# Am I too late?



## keithrocks (Jul 20, 2009)

Boy, i wish I had found this site earlier. It would have saved me a lot of monet and stress. I have just setup a 30 gallon Long tank with an average of 4" of eco complete, Sand Stone, and Mopani Wood.

4- 8W T5 bulbs
1- 20W T8
Total of 52 Watts or 1.73 WPG
6' Blue Rope light for Moonlight
HOB 50 Power Filter
Air Stone

2-Wendtii, Red (Cryptocoryne wendtii)
2-Wendtii, Green (Cryptocoryne wendtii)
2-Anubias Nana (Anubias barteri v. 'Nana')
2-Anubias Coffeefolia (Anubias barteri v. 'Coffeefolia')
10-Vals, Corkscrew (Vallisneria americana)
2-Wendtii, Bronze 
1-Sword, Amazon Sword (Echinodorus bleheri)
2-Java Fern (Microsorium pteropus)
1-Tiger Lotus, Red (Nymphaea zenkeri)
2-Crypt Lutea (Cryptocoryne lutea)
10-Sag, Dwarf Subulata (Sagittaria subulata)

Current Inhabitants are 3- oto cats, 4 ghost shrimp and 5 zebra danios.

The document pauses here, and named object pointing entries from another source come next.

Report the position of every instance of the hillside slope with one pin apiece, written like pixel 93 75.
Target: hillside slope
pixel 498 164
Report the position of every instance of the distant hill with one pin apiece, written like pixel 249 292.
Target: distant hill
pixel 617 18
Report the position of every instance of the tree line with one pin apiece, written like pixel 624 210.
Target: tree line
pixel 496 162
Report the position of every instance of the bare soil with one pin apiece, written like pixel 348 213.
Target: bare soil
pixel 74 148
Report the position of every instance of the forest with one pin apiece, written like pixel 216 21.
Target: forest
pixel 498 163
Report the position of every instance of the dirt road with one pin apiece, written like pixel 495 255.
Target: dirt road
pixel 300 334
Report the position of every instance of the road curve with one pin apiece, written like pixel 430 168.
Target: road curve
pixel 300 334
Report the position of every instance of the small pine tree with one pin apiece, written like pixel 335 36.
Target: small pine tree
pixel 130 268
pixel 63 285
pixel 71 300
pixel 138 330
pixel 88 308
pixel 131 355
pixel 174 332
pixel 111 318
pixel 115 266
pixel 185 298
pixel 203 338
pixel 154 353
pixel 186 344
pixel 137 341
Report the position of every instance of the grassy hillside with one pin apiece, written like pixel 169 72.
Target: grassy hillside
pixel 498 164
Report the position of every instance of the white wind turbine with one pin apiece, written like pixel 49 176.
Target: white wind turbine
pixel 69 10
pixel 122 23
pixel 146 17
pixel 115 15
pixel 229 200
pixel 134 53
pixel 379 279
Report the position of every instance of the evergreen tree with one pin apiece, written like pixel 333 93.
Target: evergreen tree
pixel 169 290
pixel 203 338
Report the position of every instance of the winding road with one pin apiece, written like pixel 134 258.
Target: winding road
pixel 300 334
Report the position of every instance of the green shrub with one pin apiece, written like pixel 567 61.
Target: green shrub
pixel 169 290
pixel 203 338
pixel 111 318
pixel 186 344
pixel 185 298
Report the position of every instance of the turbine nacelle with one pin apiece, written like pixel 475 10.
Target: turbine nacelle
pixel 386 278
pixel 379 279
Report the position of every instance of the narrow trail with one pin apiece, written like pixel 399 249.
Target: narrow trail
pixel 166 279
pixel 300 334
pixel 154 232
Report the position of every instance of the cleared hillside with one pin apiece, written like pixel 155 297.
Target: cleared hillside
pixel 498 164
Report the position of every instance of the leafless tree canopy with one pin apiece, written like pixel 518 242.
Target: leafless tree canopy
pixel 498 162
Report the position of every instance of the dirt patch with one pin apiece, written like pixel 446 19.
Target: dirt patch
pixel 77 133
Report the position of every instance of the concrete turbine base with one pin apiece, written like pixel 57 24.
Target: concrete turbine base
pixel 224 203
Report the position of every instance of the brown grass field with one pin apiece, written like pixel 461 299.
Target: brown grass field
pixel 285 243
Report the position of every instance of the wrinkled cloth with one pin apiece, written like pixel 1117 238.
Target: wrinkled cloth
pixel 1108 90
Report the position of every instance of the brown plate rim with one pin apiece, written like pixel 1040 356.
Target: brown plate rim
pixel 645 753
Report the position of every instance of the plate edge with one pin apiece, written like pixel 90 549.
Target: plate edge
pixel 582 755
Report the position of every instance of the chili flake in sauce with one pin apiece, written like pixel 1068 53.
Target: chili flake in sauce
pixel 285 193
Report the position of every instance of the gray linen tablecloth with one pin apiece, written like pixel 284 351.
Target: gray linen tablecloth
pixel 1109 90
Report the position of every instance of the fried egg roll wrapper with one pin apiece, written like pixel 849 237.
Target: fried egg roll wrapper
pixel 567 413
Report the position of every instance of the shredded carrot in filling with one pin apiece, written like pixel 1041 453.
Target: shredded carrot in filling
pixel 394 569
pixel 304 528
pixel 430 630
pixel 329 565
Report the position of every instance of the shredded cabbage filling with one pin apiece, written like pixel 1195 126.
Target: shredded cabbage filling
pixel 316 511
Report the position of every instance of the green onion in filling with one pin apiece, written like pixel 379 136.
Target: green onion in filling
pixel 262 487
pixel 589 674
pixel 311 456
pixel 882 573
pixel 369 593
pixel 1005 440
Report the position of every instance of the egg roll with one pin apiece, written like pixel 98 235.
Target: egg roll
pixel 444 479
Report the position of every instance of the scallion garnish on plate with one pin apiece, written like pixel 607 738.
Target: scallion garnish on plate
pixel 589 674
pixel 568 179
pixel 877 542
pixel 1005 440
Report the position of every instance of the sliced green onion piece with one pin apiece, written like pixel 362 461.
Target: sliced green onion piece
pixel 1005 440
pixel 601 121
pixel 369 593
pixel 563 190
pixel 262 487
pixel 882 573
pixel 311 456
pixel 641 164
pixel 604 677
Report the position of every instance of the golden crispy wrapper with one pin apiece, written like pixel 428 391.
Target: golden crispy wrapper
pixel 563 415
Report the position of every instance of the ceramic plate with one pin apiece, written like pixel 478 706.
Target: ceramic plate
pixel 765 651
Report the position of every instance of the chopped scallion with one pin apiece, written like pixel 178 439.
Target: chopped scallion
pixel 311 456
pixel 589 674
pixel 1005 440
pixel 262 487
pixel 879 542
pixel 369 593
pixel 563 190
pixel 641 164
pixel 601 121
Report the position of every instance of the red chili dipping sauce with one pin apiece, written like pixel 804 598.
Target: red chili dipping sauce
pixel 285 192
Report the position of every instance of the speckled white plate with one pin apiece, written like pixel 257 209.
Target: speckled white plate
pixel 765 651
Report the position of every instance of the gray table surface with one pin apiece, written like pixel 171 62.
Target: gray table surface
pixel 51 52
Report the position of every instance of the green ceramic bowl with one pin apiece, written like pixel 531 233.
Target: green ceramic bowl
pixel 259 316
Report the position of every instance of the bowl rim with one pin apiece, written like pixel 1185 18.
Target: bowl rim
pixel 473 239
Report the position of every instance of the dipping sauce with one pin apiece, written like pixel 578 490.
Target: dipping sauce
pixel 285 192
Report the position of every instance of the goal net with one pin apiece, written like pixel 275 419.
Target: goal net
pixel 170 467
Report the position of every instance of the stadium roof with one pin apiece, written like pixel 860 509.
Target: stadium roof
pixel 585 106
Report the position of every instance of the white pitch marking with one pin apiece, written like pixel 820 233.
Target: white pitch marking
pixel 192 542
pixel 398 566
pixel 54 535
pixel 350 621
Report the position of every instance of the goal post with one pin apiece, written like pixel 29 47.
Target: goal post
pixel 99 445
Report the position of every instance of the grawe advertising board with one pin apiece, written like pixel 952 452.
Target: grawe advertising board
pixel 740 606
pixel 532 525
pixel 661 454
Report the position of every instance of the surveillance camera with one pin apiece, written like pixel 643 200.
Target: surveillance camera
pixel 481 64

Nitrates are barely readable. Nitrite = 0

What can I still do to make it as low maintenance and natural as possible? Here are some pics.


----------



## jasa73 (Jun 18, 2007)

It's never too late! Welcome and congratulations on the tank. Personally, i like it. Visually, i like how the topline slopes down to the left. And i love that gnarled peice of wood. 

Overall i think you made a good choice of plants for easy care. All i would say is dont go overboard on the lights with resepct to duration. Metaphorically i like to think of lights as the speed of a car. The more speed the more control you will need in order to prevent it from crashing (ie ferts, co2 etc). Slow and steady and i think you are off to a good start.


----------



## Avi (Apr 7, 2004)

You can keep it low maintenance, but you'll be best off keeping the fish population very low if that's what you're shooting for.


----------



## dwalstad (Apr 14, 2006)

I would turn off the air-stone. Unless your fish are gasping at surface for oxygen, all you're doing is removing CO2. CO2 is the one nutrient that plants need most and the one that can so easily be lost.

Make sure that you have a 12 hr daylength. 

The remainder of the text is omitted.